La più surreale verifica della storia repubblicana, ieri la prima giornata della seconda tornata, contempla anche la scena di un presidente del Consiglio che improvvisamente lascia la riunione con la delegazione dei Cinquestelle, con la quale in effetti non aveva nulla da dirsi, per recarsi al Quirinale per l’incontro con le Alte cariche dello Stato.
Mentre più tardi è toccata ai suoi fans del Partito democratico che proprio ieri, tramite Dario Franceschini, avevano insignito Conte della candidatura a premier, qualunque cosa voglia dire.
L’avvocato del popolo ha intenzione di chiudere un accordo con i partiti della maggioranza sulla “ciccia” del Piano per il Next Generation Eu, cioè sulle cifre destinate ai vari capitoli e questo anche per venire incontro per esempio alla convergente richiesta del ministro della Salute Roberto Speranza e di Italia viva di alzare, e di molto, la relativamente striminzita cifra di 9 miliardi per la sanità (così da disinnescare la richiesta di attivazione del Mes, un tema che farebbe esplodere la maggioranza).
Per non sbagliare, l’avvocato si è portato con sé i ministri Gualtieri e Amendola, gli unici a capirci qualcosa di Recovery fund e che infatti ormai egli ha assunto come guardaspalle politici (e che proprio per questo non sono amatissimi al secondo piano del Nazareno).
L’impressione è che Giuseppe Conte stia scherzando col fuoco. Sembra non rendersi pienamente conto della serietà della situazione, fra ritardi sul Recovery, disastri comunicativi e pessime notizie sulla pandemia, col tasso di positività risalito al 12,3 per cento. Col risultato che ancora nessuno ha capito bene se e come intenda rispondere all’assalto renziano, se mediando o sfidando.

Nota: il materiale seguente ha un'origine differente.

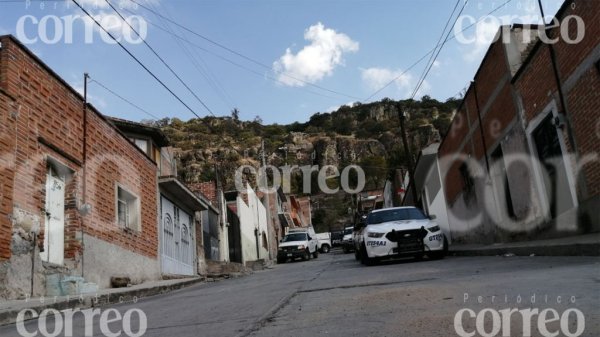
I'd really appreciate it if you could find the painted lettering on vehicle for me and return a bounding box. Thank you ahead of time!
[367,241,387,247]
[429,234,444,241]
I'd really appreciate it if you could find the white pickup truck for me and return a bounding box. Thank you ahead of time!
[317,232,331,253]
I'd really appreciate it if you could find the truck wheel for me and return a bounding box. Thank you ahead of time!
[302,248,310,261]
[429,236,448,260]
[360,245,376,266]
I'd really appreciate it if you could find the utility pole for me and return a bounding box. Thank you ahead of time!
[396,104,417,205]
[260,139,273,260]
[80,73,90,278]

Secondo alcune voci, il premier sarebbe pronto non solo a cambiare le poste del Recovery, stralciando il tema politico della governance, e forse anche a mettere in discussione la delega sui servizi che egli aveva avocato a sé.

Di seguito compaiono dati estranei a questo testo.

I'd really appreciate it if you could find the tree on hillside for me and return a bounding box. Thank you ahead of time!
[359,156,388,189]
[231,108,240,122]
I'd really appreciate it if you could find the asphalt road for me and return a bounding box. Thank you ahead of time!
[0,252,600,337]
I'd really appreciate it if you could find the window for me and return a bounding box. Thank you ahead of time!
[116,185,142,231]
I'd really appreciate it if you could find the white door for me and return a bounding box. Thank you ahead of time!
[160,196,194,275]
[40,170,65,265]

Queste voci sono state alla base di una dichiarazione distensiva di Ettore Rosato (Italia viva vede Conte stamattina) ma egli stesso ha fatto sapere che «la situazione non è cambiata», mentre il Nazareno spiega che Renzi starebbe perdendo il controllo dei suoi parlamentari, preoccupatissimi di una crisi senza altri sbocchi che le urne.
Ma l’incertezza non è solo colpa dell’avvocato. Anzi: la responsabilità principale della confusione del momento è di quel Partito democratico che un giorno dice di Conte peste e corna e il giorno dopo lo eleva a candidato premier di una coalizione tra Partito democratico e Movimento cinque stelle che non si sa dove sia stata decisa, e da chi.
Su questo punto forse qualcosa si muoverà, malgrado il clima non proprio propizio per il dibattito che spira al Nazareno: per ora si sente Tommaso Nannicini, che ricorda che sulle alleanze e le politiche decidono “gli iscritti”. Ma la verità è che è una fase molto tattica.
Malgrado tutto, se e quando si voterà lo decide il capo dello Stato, sempre silente sulle ultime convulsioni politiche, e nel Palazzo le previsioni non sono a favore delle elezioni ma di un nuovo governo: o un Conte ter, cioè un rimpasto forte dell’attuale esecutivo, o un governo tecnico le cui caratteristiche sono tutte da definire. Ma la situazione è in movimento.